The International Organization for Standardization (ISO) provides a family of regulations for information security management systems (ISMS). ISMS provides a framework that identifies, analyzes, and mitigates security risks. ISO 27001 acts as a guideline for SaaS businesses to manage risk assessment and security measures. According to ISO, the ISO 27001 "enables organizations of any kind to manage the security of assets such as financial information, intellectual property, employee details or information entrusted by third parties."
Developed by the American Institute of CPAs (AICPA), the Security Organization Control 2 (SOC 2) is a voluntary compliance standard for service organizations that define the criteria for managing customer information. SOC 2 guidelines are reflected in the everyday handling of customer data. So being SOC 2 compliant means that the business has established strict information security processes that guarantee oversight across the organization.

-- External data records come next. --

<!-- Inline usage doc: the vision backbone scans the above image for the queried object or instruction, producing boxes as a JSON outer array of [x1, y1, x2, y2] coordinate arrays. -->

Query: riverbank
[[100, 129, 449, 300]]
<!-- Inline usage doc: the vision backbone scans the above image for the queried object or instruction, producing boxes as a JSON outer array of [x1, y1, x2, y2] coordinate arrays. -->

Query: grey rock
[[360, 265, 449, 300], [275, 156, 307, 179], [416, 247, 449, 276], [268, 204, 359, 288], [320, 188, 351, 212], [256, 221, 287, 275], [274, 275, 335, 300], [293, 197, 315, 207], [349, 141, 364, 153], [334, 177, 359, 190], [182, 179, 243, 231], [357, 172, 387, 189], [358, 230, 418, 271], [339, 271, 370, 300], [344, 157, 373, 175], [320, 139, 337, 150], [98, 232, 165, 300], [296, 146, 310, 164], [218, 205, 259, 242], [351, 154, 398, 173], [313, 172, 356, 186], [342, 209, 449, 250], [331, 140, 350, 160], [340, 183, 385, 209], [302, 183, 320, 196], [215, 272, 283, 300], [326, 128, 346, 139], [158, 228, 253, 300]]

Set by Financial Accounting Standards Board (FASB), Generally Accepted Accounting Principles (GAAP or US GAAP) is a collection of commonly-followed accounting rules and practices. It encompasses the details and complexities of business and corporate accounting. U.S law mandates that companies releasing public financial statements or companies publicly traded on the stock exchange should follow GAAP guidelines. GAAP compliance ensures that the company's financial reporting is transparent and that it follows standard terminologies and methods.
Jointly developed by the Financial Accounting Standards Board (FASB) and the International Accounting Standards Board (IASB), ASC 606 provides a 5 step process for recognizing revenue efficiently. This robust and flexible framework takes into account all the revenue recognition scenarios that a SaaS solution typically encounters. ASC 606 accounts for all the costs incurred by customers of SaaS businesses at all the stages of their lifecycle and provides a guideline for businesses to recognize revenue from all revenue streams (recurring revenue, expansion revenue, consulting services) painlessly.
International Financial Reporting Standards (IFRS) are a set of globally accepted accounting rules for financial statements of public companies to ensure their reporting remains transparent, consistent, and easily comparable around the world. IFRS standards are required in more than 140 jurisdictions and are permitted in many parts of the world including South Korea, Brazil, India, and the European Union.